Using strace to figure out what is crashing MySQL

Featured

So this all started when one of the production servers started to behave oddly. It would start up work for a while then crash with something like this:

InnoDB: Tried to read 16384 bytes at offset 0. Was only able to read 0.
InnoDB: Operating system error number 2 in a file operation.
InnoDB: The error means the system cannot find the path specified.
InnoDB: If you are installing InnoDB, remember that you must create
InnoDB: directories yourself, InnoDB does not create them.
InnoDB: Operation read to file /home/buildbot/buildbot/build/mariadb-10.1.21/storage/xtradb/os/os0file.cc and at line 3203
InnoDB: File (unknown): 'read' returned OS error 71. Cannot continue operation

This could be because you hit a bug. It is also possible that this binary
or one of the libraries it was linked against is corrupt, improperly built,
or misconfigured. This error can also be caused by malfunctioning hardware.

If I would only know what file crashed the MySQL, remember it reported InnoDB: File (unknown): 'read' returned OS error 71.

So MySQL is easy to debug right :). First at least in Ubuntu MySQL is ran in wrapper shell script(mysqld_safe). And the script is far from modest one, it wants to be healer, crash detector, process limits changer, starting race protector… a bunch of stuff that should be handled by the process manager.

So after I figure what are default command line parameters for running MySQL. I’ll just run it with strace wrapped in nohup. Strace spitting out all system calls and nohup capturing them to file even after I logout. Naturally, I also added a little command to ping me on Slack when it crashes.

So what I ran was this fancy command: nohup strace /usr/sbin/mysqld --basedir=/usr --datadir=/var/lib/mysql --plugin-dir=/usr/lib/mysql/plugin --user=mysql; notify_slack

Time for coffee…

Well, this was fast I only just poured milk, 5 minutes later here I was present with this lovely output.
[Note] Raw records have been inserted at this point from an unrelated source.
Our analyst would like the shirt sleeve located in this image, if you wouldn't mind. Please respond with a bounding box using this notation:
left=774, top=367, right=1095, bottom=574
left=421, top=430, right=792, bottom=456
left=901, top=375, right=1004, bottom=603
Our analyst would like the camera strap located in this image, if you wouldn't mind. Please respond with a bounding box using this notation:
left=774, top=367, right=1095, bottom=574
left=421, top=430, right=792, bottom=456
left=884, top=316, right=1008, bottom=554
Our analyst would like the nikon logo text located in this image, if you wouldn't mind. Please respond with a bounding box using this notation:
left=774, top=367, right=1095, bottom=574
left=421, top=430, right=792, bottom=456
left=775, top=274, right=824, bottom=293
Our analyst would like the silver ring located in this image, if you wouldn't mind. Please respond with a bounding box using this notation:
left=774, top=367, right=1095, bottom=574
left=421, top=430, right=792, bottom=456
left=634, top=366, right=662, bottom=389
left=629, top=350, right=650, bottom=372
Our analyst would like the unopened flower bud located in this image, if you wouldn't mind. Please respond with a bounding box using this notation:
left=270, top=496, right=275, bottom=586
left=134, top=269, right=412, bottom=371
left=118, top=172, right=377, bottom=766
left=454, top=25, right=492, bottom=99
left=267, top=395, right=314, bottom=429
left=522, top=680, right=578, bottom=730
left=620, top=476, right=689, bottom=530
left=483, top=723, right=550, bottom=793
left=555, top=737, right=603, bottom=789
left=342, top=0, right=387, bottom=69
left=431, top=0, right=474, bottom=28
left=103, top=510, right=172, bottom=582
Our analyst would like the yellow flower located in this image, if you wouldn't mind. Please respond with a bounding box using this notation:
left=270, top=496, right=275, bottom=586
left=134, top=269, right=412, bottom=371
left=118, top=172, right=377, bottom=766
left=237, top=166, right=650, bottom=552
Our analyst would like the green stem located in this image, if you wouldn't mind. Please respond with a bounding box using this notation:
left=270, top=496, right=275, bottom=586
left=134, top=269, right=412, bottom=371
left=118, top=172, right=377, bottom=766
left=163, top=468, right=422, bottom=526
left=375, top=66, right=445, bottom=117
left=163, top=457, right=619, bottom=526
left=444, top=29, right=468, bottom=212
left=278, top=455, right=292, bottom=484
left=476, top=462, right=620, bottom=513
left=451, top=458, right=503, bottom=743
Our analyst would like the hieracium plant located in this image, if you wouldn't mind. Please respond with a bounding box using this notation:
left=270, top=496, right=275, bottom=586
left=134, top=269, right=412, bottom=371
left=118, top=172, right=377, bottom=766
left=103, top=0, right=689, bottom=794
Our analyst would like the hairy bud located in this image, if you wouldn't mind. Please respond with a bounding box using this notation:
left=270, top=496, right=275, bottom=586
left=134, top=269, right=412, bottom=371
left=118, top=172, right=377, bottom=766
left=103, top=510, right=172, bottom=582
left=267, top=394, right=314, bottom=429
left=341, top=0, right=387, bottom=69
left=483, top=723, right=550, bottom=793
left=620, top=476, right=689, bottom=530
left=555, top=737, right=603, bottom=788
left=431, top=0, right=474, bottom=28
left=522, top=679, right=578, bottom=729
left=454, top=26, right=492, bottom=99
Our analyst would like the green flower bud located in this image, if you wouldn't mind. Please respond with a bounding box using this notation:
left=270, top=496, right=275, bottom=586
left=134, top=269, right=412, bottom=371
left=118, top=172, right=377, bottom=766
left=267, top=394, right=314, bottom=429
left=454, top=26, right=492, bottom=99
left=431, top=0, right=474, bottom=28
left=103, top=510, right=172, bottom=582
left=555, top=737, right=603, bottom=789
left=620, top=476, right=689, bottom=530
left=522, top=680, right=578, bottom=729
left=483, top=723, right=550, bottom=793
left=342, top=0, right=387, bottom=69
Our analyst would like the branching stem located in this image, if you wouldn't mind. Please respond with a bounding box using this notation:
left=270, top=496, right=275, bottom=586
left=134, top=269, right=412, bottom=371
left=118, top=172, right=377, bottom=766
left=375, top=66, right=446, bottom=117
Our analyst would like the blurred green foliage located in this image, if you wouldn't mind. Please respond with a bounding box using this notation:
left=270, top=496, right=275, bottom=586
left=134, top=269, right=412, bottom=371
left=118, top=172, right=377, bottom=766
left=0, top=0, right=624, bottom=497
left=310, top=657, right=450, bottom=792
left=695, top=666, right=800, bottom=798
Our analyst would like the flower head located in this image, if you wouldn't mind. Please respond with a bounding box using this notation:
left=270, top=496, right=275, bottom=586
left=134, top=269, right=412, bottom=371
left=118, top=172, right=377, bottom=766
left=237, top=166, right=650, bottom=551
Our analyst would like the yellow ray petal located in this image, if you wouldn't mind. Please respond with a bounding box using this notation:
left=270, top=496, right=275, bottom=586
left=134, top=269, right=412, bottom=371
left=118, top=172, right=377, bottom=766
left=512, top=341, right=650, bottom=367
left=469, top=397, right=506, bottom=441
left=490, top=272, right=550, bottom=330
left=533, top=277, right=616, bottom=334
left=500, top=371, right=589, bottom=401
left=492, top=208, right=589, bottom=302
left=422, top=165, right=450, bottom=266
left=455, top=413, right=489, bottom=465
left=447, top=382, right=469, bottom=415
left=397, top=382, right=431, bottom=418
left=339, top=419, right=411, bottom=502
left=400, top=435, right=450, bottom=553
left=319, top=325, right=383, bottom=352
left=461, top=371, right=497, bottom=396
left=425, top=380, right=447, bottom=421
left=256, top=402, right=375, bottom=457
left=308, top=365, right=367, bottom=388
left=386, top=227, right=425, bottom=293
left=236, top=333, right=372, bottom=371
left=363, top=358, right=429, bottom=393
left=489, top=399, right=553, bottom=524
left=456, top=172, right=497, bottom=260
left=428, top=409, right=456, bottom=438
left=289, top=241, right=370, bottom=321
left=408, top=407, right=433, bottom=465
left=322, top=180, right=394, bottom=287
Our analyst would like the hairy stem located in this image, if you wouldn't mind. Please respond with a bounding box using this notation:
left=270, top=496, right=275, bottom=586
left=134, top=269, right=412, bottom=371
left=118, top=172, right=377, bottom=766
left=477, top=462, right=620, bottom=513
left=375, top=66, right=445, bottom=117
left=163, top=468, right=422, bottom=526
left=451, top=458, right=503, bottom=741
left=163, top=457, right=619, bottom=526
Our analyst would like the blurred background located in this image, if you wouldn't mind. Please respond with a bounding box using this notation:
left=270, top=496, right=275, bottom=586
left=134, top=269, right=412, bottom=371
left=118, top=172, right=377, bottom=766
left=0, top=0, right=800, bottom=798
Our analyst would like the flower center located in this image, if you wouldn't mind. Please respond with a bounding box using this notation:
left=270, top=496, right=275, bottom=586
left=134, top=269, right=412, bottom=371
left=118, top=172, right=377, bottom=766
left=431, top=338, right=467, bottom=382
stat("./test_com/wp_posts_sent_to_bli.frm", {st_mode=S_IFREG|0660, st_size=2275, ...}) = 0
stat("./test_com/wp_bn_whitelisted_user_agents_keywords.ibd", {st_mode=S_IFREG|0660, st_size=0, ...}) = 0
open("./test_com/wp_bn_whitelisted_user_agents_keywords.isl", O_RDWR) = -1 ENOENT (No such file or directory)
open("./test_com/wp_bn_whitelisted_user_agents_keywords.ibd", O_RDWR) = 15
fcntl(15, F_SETLK, {type=F_WRLCK, whence=SEEK_SET, start=0, len=0}) = 0
pread(15, "", 16384, 0) = 0
write(2, "2017-03-08 12:32:19 140179095807"..., 1162017-03-08 12:32:19 140179095807936 [ERROR] InnoDB: Tried to read 16384 bytes at offset 0. Was only able to read 0.
) = 116

Ok, so this .ibd file seems to be corrupt. Did I mention this mysqld_safe thingy, yes the apparent index file was being written when either process was killed or server was hard rebooted? So let’s add one more check into myqld_safe … just kidding :). Removing .ibd file was enough and running optimize on the table to recreate it.

Frankly, I’m surprised MySQL does not check this by default, it should be handled in software, not some external script. Now for sake of speediness, I could also have checked for the empty index files in MySQL data directory and this would be solved rather quickly. But you never know what else you can learn from looking bit deeper :)